Die Risiken des Berliner Testaments
Das Berliner Testament, in dem sich die Ehepartner gegenseitig zu Alleinerben einsetzen, ist weit verbreitet. Neben einigen Vorteilen hat das Ehegattentestament aber auch seine Tücken.
Ehepartner bzw. eingetragene Lebensgemeinschaften bevorzugen häufig das Berliner Testament, um Verfügungen über den Nachlass zu treffen. Dabei setzen sie sich gegenseitig als Alleinerben ein, wenn der erste Ehegatte verstirbt. Dritte, oft die Kinder oder Nichten und Neffen, sollen dann das Erbe erhalten, wenn auch der Zweite verstirbt. Der Vorteil dieser Regelung liegt auf der Hand: Die materielle Absicherung des Ehepartners bzw. eingetragene Lebenspartners im Erbfall. Denn nach der gesetzlichen Erbfolge hätten Kinder schon nach dem Tod des ersten Ehepartners bzw. Lebenspartners Anspruch auf ihr Erbteil. Das kann beispielsweise dazu führen, dass das Familienheim verkauft werden muss. Beim Berliner Testament erben Kinder bzw. Dritte erst, wenn auch der zweite Elternteil verstorben ist. Allerdings können die Kinder auch beim Berliner Testament Anspruch auf ihren Pflichtteil geltend machen. Inwieweit dies verhindert werden kann, war bereits mehrfach Gegenstand in anderen Artikeln, auf die verwiesen wird.

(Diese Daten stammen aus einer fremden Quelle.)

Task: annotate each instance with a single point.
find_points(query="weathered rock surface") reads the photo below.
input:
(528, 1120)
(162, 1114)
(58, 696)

Immer wieder unterschätzen Mandanten die hohe Bindungswirkung der gemeinschaftlich getroffenen letztwilligen Verfügung. Hat ein Ehepaar bzw. eingetragene Lebenspartnerschaft ein Berliner Testament erstellt, können sie dies i.d.R. auch nur gemeinsam wieder ändern. Ist also der Erbfall eingetreten und möchte der Überlebende das Testament ändern, geht dies wegen der „quasivertraglichen Wirkung“ des Berliner Testamentes oft nicht. Gute Gründe für einen nachträglichen Änderungswunsch gibt es viele: z.B. kann der Überlebende ein Kind mehr bedenken wollen, weil es sein Pflege übernimmt. Oder es ist zu befürchten, dass das ganze Erbe für das Sozialamt oder den Insolvenzverwalter oder für Drogen verwendet werden muss. Auch der Wunsch, dass auf keinen Fall ein Schwiegerkind in den Genuss des Erbes kommt, kann eine Änderung des ursprünglichen Testamentes rechtfertigen. Doch dies geht in 80 % der Fälle nicht mehr. Denn nach dem Ableben des Ehepartners ist eine Änderung der gemeinschaftlichen Verfügungen nicht mehr möglich; es sei denn, es wurden entsprechende Regelungen in das Testament aufgenommen. Zuvor ist aber zu überlegen, ob eine völlige Freizeichnung des Überlebenden gewollt und sinnvoll ist. Denn in der Regel möchte kein Elternteil, das die Kinder vollkommen leer ausgehen. Somit scheint also ein Mittelweg oft sinnvoll, der individuell von den persönlichen Verhältnissen der jeweiligen Familie abhängt.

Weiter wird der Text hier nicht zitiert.